What you need to know
- T-Mobile has filed a request with the FCC to strip satellite companies of the 12GHz band to re-auction for use in 5G deployment.
- Dish wants the FCC to reconsider its stance on the 12GHz band to build out its own 5G network.
- The 12GHz band is owned by satellite companies for one-way broadcasts but is alleged to be "minimally active."
The fight for 5G dominance continues as some of the best wireless carriers in the U.S. take the battle to the 12GHz band. As the FCC reevaluates the band for potential use in mobile networks, T-Mobile is trying to convince the commission that satellite companies should be stripped of the 12GHz band so that the spectrum can be auctioned off for use in 5G.
The filing, obtained by Light Reading, mentions Dish, which currently holds the most licenses in the 12GHz band. Dish has also been urging the FCC to reconsider its stance on the 12GHz band so that it can use it to build its 5G network. The difference between its approach and T-Mobile's is that while Dish hopes to hold onto its licenses and repurpose them, T-Mobile wants to put them up for auction. The argument is more or less that Dish is currently hoarding its spectrum licenses since "they are only minimally active."
The 12GHz band is coveted by some of the best 5G networks because it's "one of the best positioned mid-band spectrum bands potentially available for 5G," according to Fierce Wireless). Mid-band spectrum is known for providing faster speeds than low-band and more consistent speeds than mmWave 5G. As Dish continues to build out its 5G network, the company has an advantage with its spectrum holdings in the 12GHz band, giving it a leg up as a new up-and-coming nationwide 5G carrier.

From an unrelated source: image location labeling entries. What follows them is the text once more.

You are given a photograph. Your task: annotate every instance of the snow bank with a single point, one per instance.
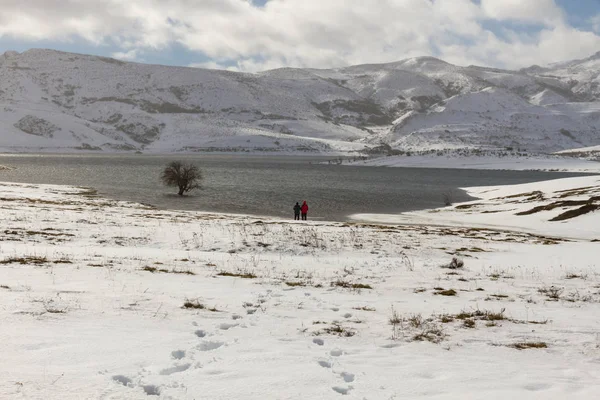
(114, 300)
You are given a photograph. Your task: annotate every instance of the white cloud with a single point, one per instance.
(595, 21)
(532, 11)
(131, 55)
(312, 33)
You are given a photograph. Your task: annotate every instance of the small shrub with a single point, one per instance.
(63, 261)
(445, 319)
(239, 274)
(528, 345)
(349, 285)
(449, 292)
(25, 260)
(395, 318)
(552, 292)
(296, 284)
(364, 308)
(432, 334)
(575, 276)
(338, 330)
(194, 304)
(166, 271)
(469, 323)
(416, 321)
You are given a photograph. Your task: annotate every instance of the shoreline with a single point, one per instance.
(114, 297)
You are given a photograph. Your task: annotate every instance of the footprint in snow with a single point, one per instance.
(123, 380)
(208, 346)
(178, 354)
(336, 353)
(226, 326)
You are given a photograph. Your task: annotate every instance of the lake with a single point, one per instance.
(263, 185)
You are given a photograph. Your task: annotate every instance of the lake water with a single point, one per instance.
(263, 185)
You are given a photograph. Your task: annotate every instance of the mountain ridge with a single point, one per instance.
(57, 101)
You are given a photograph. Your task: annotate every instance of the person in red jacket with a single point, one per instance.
(304, 210)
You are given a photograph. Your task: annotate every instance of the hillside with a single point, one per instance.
(55, 101)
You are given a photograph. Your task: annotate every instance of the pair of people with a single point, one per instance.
(298, 209)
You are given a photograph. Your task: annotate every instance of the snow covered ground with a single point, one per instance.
(103, 299)
(515, 163)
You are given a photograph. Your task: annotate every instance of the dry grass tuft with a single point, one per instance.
(528, 345)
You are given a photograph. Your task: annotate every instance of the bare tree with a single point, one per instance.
(185, 176)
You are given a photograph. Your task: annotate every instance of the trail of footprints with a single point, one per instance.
(330, 364)
(184, 361)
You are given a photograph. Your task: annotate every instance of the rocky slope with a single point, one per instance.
(55, 101)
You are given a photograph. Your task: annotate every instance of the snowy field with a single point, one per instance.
(111, 300)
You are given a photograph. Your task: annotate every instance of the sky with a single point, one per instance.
(256, 35)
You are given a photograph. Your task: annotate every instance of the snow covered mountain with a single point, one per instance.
(55, 101)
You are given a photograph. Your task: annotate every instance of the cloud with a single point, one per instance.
(131, 55)
(595, 21)
(236, 34)
(529, 11)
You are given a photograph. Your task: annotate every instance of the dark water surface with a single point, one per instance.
(263, 185)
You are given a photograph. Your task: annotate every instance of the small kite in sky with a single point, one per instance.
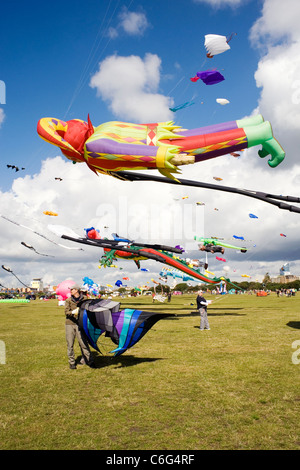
(209, 77)
(8, 269)
(216, 44)
(222, 101)
(33, 249)
(39, 234)
(182, 106)
(14, 167)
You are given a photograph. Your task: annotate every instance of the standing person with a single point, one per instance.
(202, 307)
(72, 331)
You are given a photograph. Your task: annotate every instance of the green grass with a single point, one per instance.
(233, 387)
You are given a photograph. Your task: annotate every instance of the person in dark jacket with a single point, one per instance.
(72, 305)
(202, 307)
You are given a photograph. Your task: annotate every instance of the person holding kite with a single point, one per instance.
(210, 248)
(72, 331)
(202, 307)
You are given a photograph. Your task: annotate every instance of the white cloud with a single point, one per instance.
(276, 33)
(130, 86)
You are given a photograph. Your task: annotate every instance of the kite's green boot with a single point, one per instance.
(262, 134)
(252, 121)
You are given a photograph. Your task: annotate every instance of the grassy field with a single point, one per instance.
(233, 387)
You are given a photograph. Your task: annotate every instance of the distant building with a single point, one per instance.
(37, 285)
(285, 275)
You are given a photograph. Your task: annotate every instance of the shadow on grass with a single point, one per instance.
(212, 313)
(121, 361)
(294, 324)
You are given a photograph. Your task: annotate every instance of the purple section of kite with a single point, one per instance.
(224, 126)
(210, 77)
(118, 320)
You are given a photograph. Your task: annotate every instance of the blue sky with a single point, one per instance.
(50, 57)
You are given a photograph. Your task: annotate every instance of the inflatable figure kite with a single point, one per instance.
(116, 146)
(124, 327)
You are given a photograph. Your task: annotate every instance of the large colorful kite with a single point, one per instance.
(124, 327)
(127, 249)
(116, 146)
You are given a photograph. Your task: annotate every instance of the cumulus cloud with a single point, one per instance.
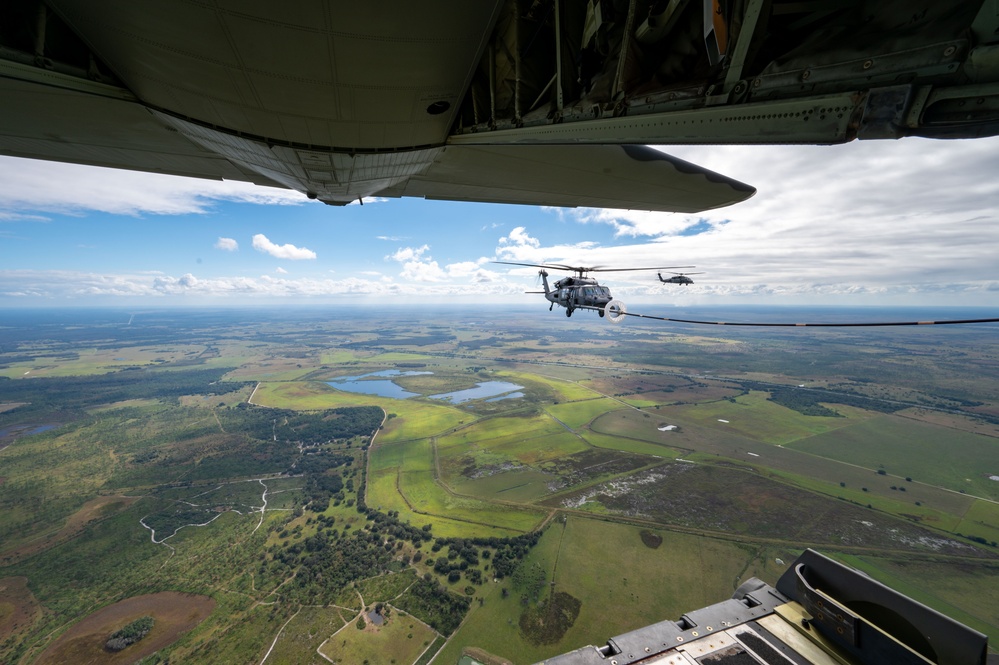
(519, 238)
(418, 266)
(875, 220)
(262, 244)
(404, 254)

T-Mobile currently holds the most mid-band spectrum for its mobile network thanks to its purchase of Sprint. The merger condition was to establish Dish as a new national carrier, allowing it to piggyback on T-Mobile's network as it builds its own. So far, things between the two companies have been heated since T-Mobile has scheduled to shut down Sprint's legacy 3G CDMA network, which many Boost Mobile subscribers (now owned by Dish) rely on.
The most recent spectrum auction raised over $80 billion for C-band spectrum, which was reallocated from satellite companies for use in mobile communications. T-Mobile is hoping the FCC will consider this once again with the 12GHz band, to the detriment of Dish, and to further bolster T-Mobile's 5G position.